Rather, in 1967, the Holy Father felt so secure about the inevitability of the marital family that he simply defended it as “the natural family,” “fashioned by God,” “sanctified by Christianity,” and conducive to intergenerational harmony and achieving a balance between individual and social rights. This security is also reflected in the document’s feeling free to criticize families’ tendencies toward “excessive strictures” harming the “fundamental rights of the individual,” highlighting in particular the situation in developing nations.

 

The Balanced Ideal

The distance between 1967 and today, where the family is concerned, is obviously vast.

Today, Pope Francis speaks regularly about excessive individualism in the family context, not only in the larger society. He continually reminds the world about the need for stronger familial commitment and connections. He speaks about the importance of valuing extended families, including especially grandparents.

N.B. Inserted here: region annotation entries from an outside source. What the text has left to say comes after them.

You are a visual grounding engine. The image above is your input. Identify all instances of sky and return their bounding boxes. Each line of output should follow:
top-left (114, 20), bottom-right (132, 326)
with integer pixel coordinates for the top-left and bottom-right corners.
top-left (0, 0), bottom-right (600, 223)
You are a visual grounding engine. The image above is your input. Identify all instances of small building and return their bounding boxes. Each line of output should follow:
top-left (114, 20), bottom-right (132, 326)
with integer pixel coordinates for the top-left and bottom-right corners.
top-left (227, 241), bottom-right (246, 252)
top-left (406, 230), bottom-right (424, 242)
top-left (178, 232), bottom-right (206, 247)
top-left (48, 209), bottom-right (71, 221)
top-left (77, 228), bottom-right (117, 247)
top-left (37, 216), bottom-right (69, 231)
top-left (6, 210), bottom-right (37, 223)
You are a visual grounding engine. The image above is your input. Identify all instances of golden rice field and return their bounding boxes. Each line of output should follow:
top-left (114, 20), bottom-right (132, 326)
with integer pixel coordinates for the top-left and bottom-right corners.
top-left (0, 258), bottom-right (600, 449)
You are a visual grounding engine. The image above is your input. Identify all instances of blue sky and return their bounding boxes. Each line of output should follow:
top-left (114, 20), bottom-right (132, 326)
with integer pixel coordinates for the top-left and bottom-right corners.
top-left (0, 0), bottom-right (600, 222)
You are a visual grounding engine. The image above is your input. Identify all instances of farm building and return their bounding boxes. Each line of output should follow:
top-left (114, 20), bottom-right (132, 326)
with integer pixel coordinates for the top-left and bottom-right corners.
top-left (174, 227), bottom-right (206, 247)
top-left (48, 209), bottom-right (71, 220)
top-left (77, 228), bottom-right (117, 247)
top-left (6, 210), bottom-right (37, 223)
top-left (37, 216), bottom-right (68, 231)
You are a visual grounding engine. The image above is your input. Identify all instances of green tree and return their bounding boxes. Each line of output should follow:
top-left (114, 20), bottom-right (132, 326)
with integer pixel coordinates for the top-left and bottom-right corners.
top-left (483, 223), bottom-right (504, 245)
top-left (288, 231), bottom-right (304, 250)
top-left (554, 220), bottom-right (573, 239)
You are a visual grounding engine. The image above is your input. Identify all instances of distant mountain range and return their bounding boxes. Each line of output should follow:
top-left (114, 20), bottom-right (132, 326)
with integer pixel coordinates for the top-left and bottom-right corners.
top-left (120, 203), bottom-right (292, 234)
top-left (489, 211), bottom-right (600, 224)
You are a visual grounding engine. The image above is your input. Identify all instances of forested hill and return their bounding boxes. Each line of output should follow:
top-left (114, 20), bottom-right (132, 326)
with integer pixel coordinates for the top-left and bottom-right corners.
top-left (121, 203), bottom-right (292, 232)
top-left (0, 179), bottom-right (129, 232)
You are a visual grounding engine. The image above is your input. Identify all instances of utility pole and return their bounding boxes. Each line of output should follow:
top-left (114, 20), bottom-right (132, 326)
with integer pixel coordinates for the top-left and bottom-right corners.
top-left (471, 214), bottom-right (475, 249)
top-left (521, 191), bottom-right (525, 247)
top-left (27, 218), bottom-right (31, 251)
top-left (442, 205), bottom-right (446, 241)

In other words, the Church’s emphasis is upon the loss of family connections, not their potentially overweening character. Clearly, it is possible for families to stifle individual flourishing as well as to support it. The “trick” is to achieve the balanced ideal — what Populorum Progressio calls a harmony between “personal rights [and] other social needs.”

In 1967, the Church felt the need to put a little stress on individual rights. Today, it correctly perceives the need to stress the family’s need for cohesion.

Interestingly, however, neither in 1967 nor today — in Amoris Laetitia (The Joy of Love), for example — has the Church spoken extensively about the fact that, in addition to their material deprivation, poorer people are increasingly deprived of marriage, family stability and marital childbearing. This is true not only in the United States, but also increasingly in Europe and South America.

The “unbearable lightness of sex” — brought about by the separation of sex from even the idea of children, and thus from marriage — took its toll more powerfully upon the poor. In these communities, there are fewer men whom women are willing to marry, due to poverty and crime. Women are less likely realistically to hope for the kind of job or higher degree that could inspire them to postpone childbearing. But women there, like the vast majority of women in any community, want children all the same, and will have them, even if marriage is unavailable.

It wasn’t until Pope Paul’s 1968 encyclical Humanae Vitae (The Regulation of Birth) that the Church focused its attention on how the rise of individualism and the splitting off of sex-from-children-from-marriage could undermine marriage.

Populorum Progressio realized that “authentic human development” was facing an uphill climb against materialism, technocracy and economic gaps. It didn’t yet grasp what an uphill climb authentic development was facing, thanks to the sexual revolution, with its disproportionate impact upon the poor.

 

Helen Alvaré, J.D., is a professor of law at the Scalia Law School,

George Mason University, and the founder of Women Speak for Themselves.